The Ajanta Caves were carved out of a solid rock along the Waghora River. The first Buddhist cave monuments at Ajanta date from the 2nd and 1st centuries B.C. During the Gupta period (5th and 6th centuries A.D.), many more richly decorated caves were added to the original group. They were used by Buddhist monks as prayer halls and monasteries. Ajanta Caves were abandoned in AD 650 in favour of Ellora Caves. Five of the caves were temples and 24 were monasteries, thought to have been occupied by some 200 monks and artisans. The Ajanta Caves were gradually forgotten until their ‘rediscovery’ by a British officer in 1819.
It is a protected monument under the Archaeological Survey of India and has been listed in the World Heritage list of monuments.
In their range of time and treatments they provide a panorama of life in ancient India and are a source of all kinds of information… hair styles, ornaments, textiles, musical instruments, details of architecture, customs etc. It was from this collection of classical Indian art that a particular style was formed that traveled with Buddhism to many parts of the world. Similar paintings can be seen in Sigiriya in Sri Lanka, Bamiyan in Afghanistan, temples and shrines in Tibet, Nepal, China and Japan.
Today the paintings and sculptures on Buddha’s life, belonging to the more mellow and ritualistic Mahayana Buddhism period, are world famous. Copies of them were shown in the Crystal Palace exhibition in London in 1866.
The first caves were hewn from the bare rock at the time of The Sātavāhana Empire which started around 230BC. The Sātavāhanas brought peace to India after several foreign invasions and the decline of the previous, Mauryan Empire. It is not without irony, then, that they were rediscovered by a contemporary invader and representative of a foreign empire.
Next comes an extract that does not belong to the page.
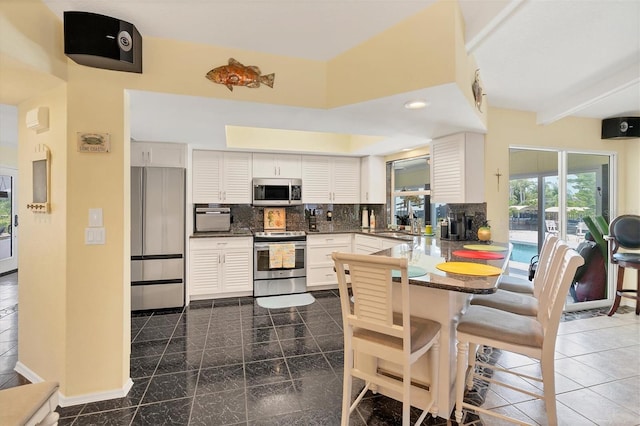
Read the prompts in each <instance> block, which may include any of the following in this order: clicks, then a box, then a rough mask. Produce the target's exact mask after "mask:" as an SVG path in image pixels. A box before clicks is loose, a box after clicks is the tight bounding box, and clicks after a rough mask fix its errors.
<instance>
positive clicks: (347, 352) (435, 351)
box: [331, 252, 440, 425]
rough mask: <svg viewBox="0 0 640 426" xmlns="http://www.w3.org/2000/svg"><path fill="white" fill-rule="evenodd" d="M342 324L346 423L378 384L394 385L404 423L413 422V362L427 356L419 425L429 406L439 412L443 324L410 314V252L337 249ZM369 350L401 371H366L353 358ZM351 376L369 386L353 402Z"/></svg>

Although there is widespread debate about the time at which the second period of building took place most now agree that it was probably during the reign of Harishena, from 460AD and over a period of around twenty years. This architectural flowering saw the creation of twenty temples which were used as monasteries.
There are paintings everywhere – literally. Every surface apart from the floor is festooned with narrative paintings. Time has taken a serious toll on these marvelous works with many parts simply just fragments of what they were when first created. The stories are almost wholly devoted to Jātakas – tales of the Buddha’s previous lives. These 547 poems were painstakingly and lovingly painted on to the walls by devotees.
It has been noticed that the caves are illuminated by natural light for part of the day and it is presumed that metal mirrors or sheets of white cloth were used to reflect sunlight into the inner recesses.
No one knows for sure when and why the caves were abandoned – whether it was a gradual desertion of some event of political and social magnitude took place which precipitated the neglect and final vacation of the site. Regardless of the reason, for hundreds of years the place remained forsaken, to be rediscovered that fateful day in 1819 by John Smith.